Home > MySQL > Fast MySQL Geo-Referencing IPs with MaxMind GeoIP Database

Fast MySQL Geo-Referencing IPs with MaxMind GeoIP Database

The fastest way I found when performing “ip to country” lookups using MySQL and MaxMind GeoIP database and others is what I describe on this post. Read on.

The most important thing is the index. Add a primary or unique index to (`ip_to`, `ip_from`, `country`), assuming our table has at least the 3 most needed fields (`ip_from`, `ip_to`, `country`).

This is the CREATE TABLE for our table:

CREATE TABLE `ip2country` (
  `ip_from` int unsigned NOT NULL,
  `ip_to` int unsigned NOT NULL,
  `country` char(2) NOT NULL,
  PRIMARY KEY (`ip_to`, `ip_from`, `country`)
) ENGINE=MYISAM;
 

Note that the index has to start with `ip_to` and not `ip_from`… and by adding both `ip_from` and `country` together with `ip_to`, MySQL will do the “Using index” optimization. In order to use the “Using index” optimization, the index has to be on all the 3 fields (`ip_to`, `ip_from`, `country`).
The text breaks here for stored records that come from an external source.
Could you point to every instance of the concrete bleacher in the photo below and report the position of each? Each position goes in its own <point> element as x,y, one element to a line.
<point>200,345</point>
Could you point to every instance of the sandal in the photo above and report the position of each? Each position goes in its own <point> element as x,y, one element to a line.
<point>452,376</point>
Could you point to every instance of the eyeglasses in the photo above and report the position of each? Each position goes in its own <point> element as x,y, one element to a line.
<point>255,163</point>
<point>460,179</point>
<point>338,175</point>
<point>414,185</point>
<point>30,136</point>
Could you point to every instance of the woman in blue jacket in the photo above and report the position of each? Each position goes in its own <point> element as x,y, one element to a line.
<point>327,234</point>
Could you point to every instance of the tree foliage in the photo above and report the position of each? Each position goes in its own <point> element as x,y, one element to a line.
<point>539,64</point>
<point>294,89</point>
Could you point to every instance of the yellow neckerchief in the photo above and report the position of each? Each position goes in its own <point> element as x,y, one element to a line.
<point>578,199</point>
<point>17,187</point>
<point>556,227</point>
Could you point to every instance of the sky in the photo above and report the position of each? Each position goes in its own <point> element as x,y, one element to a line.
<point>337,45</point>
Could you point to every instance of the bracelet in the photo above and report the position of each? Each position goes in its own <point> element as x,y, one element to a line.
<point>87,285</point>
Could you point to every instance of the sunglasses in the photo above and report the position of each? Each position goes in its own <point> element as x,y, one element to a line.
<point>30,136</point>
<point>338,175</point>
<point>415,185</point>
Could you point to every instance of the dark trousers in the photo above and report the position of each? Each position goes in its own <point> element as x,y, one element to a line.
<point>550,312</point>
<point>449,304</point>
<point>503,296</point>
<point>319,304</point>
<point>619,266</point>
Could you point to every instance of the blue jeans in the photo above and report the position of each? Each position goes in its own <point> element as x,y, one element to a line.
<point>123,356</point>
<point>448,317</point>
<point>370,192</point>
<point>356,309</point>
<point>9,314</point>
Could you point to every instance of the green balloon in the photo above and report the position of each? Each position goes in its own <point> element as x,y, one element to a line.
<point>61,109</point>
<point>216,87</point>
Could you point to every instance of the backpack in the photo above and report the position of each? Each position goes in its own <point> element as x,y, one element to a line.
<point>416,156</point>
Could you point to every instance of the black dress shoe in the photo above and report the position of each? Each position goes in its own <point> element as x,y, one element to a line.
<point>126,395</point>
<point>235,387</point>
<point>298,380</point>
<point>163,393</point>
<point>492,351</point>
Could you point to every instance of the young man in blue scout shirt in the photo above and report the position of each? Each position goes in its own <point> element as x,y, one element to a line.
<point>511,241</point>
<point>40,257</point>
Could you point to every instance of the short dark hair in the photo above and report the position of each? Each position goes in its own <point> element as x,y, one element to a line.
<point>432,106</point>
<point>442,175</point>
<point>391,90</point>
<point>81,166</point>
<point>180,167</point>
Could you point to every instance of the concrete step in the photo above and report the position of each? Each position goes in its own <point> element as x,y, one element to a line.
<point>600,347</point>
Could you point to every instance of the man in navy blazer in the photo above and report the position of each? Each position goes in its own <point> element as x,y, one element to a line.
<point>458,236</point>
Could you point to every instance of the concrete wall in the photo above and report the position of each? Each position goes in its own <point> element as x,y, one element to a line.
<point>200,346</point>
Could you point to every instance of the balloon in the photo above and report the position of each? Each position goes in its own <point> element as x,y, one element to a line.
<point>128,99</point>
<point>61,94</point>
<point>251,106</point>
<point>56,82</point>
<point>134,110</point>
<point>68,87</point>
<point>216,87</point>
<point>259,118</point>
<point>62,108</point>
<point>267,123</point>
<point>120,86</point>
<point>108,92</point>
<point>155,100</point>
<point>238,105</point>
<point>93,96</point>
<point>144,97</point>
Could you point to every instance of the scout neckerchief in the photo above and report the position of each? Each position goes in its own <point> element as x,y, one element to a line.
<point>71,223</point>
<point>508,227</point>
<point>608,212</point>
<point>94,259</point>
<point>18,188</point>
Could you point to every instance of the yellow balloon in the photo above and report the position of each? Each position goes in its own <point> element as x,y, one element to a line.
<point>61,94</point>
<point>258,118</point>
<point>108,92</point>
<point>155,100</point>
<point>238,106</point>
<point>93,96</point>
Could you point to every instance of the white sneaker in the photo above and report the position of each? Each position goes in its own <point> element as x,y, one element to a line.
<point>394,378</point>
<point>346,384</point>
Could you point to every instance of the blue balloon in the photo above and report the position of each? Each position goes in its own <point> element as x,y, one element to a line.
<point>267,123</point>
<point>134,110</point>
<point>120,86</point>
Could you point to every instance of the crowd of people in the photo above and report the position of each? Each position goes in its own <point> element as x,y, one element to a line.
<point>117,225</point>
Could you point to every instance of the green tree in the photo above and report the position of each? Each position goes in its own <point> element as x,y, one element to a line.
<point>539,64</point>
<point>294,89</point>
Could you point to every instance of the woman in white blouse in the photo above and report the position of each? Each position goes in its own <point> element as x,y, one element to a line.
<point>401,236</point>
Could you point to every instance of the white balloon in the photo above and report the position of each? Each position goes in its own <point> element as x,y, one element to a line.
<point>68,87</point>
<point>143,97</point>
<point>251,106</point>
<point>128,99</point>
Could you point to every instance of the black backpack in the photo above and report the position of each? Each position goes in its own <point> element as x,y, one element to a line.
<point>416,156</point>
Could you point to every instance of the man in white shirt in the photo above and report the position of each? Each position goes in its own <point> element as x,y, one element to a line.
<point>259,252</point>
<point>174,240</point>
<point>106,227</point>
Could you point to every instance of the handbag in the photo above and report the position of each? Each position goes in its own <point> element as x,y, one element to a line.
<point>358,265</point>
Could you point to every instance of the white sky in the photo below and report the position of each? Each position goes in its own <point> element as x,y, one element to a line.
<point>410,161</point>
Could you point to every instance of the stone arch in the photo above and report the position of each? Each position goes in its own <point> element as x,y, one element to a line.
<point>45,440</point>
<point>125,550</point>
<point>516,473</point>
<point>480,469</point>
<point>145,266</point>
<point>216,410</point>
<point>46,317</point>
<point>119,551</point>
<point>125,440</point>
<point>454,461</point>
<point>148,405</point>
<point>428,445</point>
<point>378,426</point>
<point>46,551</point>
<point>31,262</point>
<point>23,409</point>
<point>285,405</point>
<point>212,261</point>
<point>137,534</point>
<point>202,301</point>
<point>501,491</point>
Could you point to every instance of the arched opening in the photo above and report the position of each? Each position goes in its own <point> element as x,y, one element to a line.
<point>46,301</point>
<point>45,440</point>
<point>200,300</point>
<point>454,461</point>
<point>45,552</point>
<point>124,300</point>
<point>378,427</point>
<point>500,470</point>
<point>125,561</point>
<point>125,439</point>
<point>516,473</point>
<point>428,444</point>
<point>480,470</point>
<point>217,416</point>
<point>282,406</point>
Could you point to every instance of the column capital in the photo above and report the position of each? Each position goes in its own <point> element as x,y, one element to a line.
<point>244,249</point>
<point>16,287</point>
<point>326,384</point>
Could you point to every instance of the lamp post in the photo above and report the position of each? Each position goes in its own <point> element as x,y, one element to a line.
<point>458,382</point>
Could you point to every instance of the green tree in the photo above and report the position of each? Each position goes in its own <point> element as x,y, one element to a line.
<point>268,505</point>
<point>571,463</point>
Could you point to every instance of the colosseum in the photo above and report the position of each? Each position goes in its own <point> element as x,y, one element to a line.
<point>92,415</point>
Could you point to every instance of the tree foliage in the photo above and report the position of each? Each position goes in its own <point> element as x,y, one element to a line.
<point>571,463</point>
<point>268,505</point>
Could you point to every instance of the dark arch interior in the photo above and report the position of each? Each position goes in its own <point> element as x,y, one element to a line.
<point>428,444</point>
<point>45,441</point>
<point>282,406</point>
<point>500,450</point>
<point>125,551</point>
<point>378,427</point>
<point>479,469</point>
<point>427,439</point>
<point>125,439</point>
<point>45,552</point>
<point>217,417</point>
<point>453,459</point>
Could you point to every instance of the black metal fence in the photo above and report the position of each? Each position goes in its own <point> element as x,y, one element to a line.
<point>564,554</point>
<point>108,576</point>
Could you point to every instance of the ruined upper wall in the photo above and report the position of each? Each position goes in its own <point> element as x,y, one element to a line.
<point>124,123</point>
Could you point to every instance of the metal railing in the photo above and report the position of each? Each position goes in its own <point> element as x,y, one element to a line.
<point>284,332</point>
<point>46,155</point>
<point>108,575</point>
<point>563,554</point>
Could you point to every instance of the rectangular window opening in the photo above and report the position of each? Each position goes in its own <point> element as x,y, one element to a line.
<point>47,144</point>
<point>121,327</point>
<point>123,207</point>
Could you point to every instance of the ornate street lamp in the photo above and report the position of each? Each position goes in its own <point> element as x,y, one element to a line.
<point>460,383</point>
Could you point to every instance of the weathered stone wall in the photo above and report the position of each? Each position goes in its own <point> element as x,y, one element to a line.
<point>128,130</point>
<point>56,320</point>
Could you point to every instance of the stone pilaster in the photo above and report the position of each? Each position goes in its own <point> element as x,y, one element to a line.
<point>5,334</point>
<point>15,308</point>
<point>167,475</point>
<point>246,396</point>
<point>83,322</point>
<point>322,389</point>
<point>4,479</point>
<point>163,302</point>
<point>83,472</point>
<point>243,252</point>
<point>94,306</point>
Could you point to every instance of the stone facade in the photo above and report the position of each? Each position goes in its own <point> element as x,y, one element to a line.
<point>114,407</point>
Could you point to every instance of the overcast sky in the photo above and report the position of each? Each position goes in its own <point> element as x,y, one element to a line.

And the query to use is the following:

SELECT `country` FROM `ip2country` WHERE 123456789 BETWEEN `ip_from` AND `ip_to` LIMIT 1;

The other trick is to add the LIMIT 1. This tells MySQL to stop searching once it finds the first match, if we don’t MySQL will keep searching for more matching rows. We know there is only one possible match, the index is even unique, but MySQL doesn’t see it that way so we need to tell MySQL LIMIT 1. MySQL doesn’t stop on the first match automatically because it assumes there are other possible matches, there could be overlapping ranges. Only we know there can’t be overlapping IP ranges, MySQL doesn’t.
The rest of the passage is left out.